经过POS标注的CLEC 可信吗?

hancunxin

Moderator
POS 标注, 我想,仅仅对正确的语法或句子形式有效。 它对错误的语言形式也有效吗?
在CLEC 学生的作文当中有许多的错误,这些不规范,不正确的句子,单词,POS TAGGER 也能正确标注吗?恐怕不能吧。 比如以下这两个句子: I sorrow to you. He courage me back school. 这都是学生可能发生的错误。如果用POS TAGGER 来标的话,它很有可能标不出来,因为这些句子不合常规语法。依次类推, 经过POS标注的CLEC 会是可信的吗?
 

xujiajin

管理员
Staff member
据frankliang说,学习者语料的正确率竟然比母语的还高,因为学习者用词中活用现象较少,而且用词相对简单。

当然,最好进行标注后还是要加以人工校对才好。
 

xiaoz

永远的超级管理员
Staff member
From: owner-corpora@lists.uib.no on behalf of Xiaotian Guo
Sent: Fri 22/07/2005 09:51
To: CORPORA@uib.no; Adam Kilgarriff
Subject: Re: [Corpora-List] POS-tagging for spoken English and learner English


Hi, Adam and colleagues

I agree with Paul in that "For learner data … POS tagging accuracy
depends on how advanced the learners are".

I have tried to have a native speaker corpus, LOCNESS and a learner
corpus COLEC, as I call it, POS tagged. It works perfectly well with
LOCNESS. But unfortunately, I was let down by the inaccuracy of the
tagging to COLEC due to the special features of the learners errors. I
am not a computer person, but I speculate that when a tagging system
is devised, it would be based on the syntax rules most native speakers
abide by. However, non-native speakers, especially those with an
intermediate level or below would not produce the language in the way
native speakers produce. You can hardly imagine how messy learner
English could be. That would cause a huge problem to the POS tagging
to a learner corpus and very likely indeed would disable the whole
tagging system. Granger discussed this point in her article in

Granger S., Hung J. and Petch-Tyson S. (eds) 2002. Computer Corpora,
Second Language Acquisition and Foreign Language Teaching. Amsterdam:
John Benjamins Publishing Company.


Of course, it does not mean there will be no solutions to this. If
people try hard enough, they may come up with a better accuracy rate.
As far as I can see (pardon me if I am talking nonsense), at least the
tagging system should not be based on the native speaker syntax rules.
Perhaps the tagging system should be trained with adequate learner
English data? But the problem is that it is hard to find a set of
syntax rules to learner English. Anyway, I will keep all my fingers
crossed for those who are dealing with this part of tagging system
design.

All the best

Xiaotian Guo
PhD Candidate
The Department of English
The University of Birmingham
 

hancunxin

Moderator
can't agree more. but it is different from what xujiajin said above. he said according to Frankliang, a higher accuracy in tagging learner corpus was detected.
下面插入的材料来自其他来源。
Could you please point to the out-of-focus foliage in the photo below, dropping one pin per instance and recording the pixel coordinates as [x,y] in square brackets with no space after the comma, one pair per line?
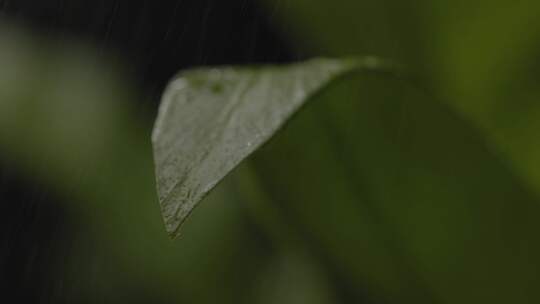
[446,210]
[67,123]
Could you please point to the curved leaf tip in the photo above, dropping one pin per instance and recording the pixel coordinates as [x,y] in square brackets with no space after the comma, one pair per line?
[210,119]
[本贴已被 作者 于 2005年09月13日 18时57分03秒 编辑过]
 

frankliang

普通会员
回复:经过POS标注的CLEC 可信吗?

I conducted a pilot study, in which I tagged a set of 16 learner-written essays with both Brill and CLAWS. The result surprised me. The transformation-based POS tagger yielded an accuracy of something like 93%, while the probability-based POS tagger turned out an accuracy of over 98%.
If the taggers are used to tag spoken data, the accuracy will probably be much lower, I guess, as learner-spoken sentences could be a real mess.
The limitations for my pilot study are very clear, though. The data comprise essays written by students in one of the best universities in China. When the taggers are used to tag inferior language, the accuracy may be lower.
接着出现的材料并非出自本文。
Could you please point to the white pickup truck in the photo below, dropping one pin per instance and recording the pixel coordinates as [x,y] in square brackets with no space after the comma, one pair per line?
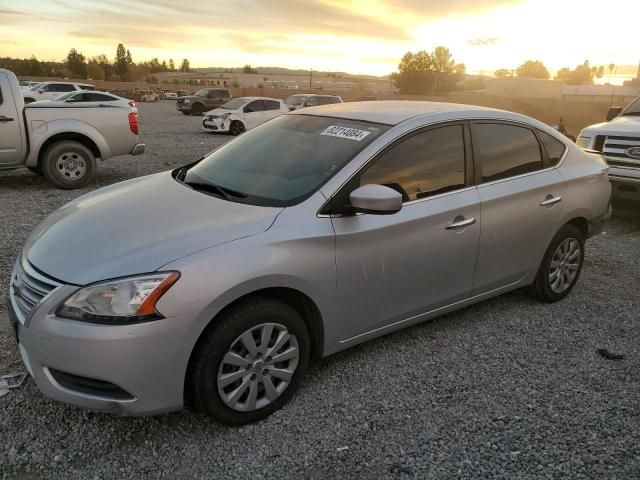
[62,141]
[618,140]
FURTHER DISCUSSIONS EXPECTED!!!!!!!!!!!!!!!!!!!!1
 

xiaoz

永远的超级管理员
Staff member
Automatic POS tagging of a learner corpus: the influence of learner error on tagger accuracy

Bertus van Rooy & Lande Schäfer

In Corpus Linguistics 2003

Abstract:

In order to decide which taggers to use to part of speech (POS) tag the Tswana Learner English Corpus (TLEC), the performance of three taggers (TOSCA-ICLE, Brill tagger, and CLAWS7) was evaluated on a 5000-word sample of the corpus. Tagger accuracy was just more than 95% for CLAWS7 and slightly below 90% for the other two taggers.
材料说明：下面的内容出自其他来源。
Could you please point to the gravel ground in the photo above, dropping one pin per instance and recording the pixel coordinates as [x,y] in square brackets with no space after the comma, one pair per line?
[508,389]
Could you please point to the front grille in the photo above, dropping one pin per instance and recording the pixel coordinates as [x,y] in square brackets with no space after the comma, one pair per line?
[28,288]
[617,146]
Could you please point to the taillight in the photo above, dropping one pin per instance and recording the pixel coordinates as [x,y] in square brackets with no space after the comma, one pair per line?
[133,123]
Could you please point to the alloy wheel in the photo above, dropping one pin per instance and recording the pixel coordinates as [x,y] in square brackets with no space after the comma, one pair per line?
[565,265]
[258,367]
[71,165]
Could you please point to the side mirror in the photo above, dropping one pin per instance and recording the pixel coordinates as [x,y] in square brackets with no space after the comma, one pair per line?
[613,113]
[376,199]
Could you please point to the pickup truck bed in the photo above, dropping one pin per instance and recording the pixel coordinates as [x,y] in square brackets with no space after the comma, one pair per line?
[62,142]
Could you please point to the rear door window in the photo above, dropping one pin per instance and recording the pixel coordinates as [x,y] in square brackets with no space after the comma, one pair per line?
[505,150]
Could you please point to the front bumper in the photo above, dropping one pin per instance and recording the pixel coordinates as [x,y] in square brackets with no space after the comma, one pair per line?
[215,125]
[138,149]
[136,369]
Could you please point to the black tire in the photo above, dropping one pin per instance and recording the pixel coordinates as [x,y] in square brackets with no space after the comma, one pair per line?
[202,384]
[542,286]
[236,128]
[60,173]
An evaluation of the sample indicated that learner spelling errors contribute substantially to tagging errors, more than any other type of learner error. Spelling errors were classified into three different categories: non-word errors, real word errors and errors relating to spaces between words. Our results showed that the guessing modules of the taggers fared reasonably well when dealing with non-words, i.e. words that do not occur in the lexicon of English, and therefore not in the lexicons of the taggers. CLAWS7 guessed the POS tag of much more than 50% of the non-words correctly, while the other two guessed correctly just on or below 50%. None of the other types of misspelled words were tagged correctly with any consistency. A number of possible explanations are offered.

All spelling errors were then corrected manually and the edited sample was retagged. With the spelling errors removed, the accuracy of all three taggers improved by 2-3%. After the learner errors were classified, the effect of the various different categories of learner error on tagging accuracy was determined. Our results indicated that just more than a third of the remaining tag errors in CLAWS7 were due to learner error, while this figure dropped to about one-fifth for the other two taggers. However, some error types, such as the omission of words, incorrect conjugation of the verb and the use of incorrect lexical items had a serious detrimental effect on tagger accuracy. On the other hand, learner errors related to the use of articles, prepositions and incorrect assignment of number to common nouns seldom led to incorrect POS tags. Possible reasons for the differential effect of learner errors on tagger accuracy are explored.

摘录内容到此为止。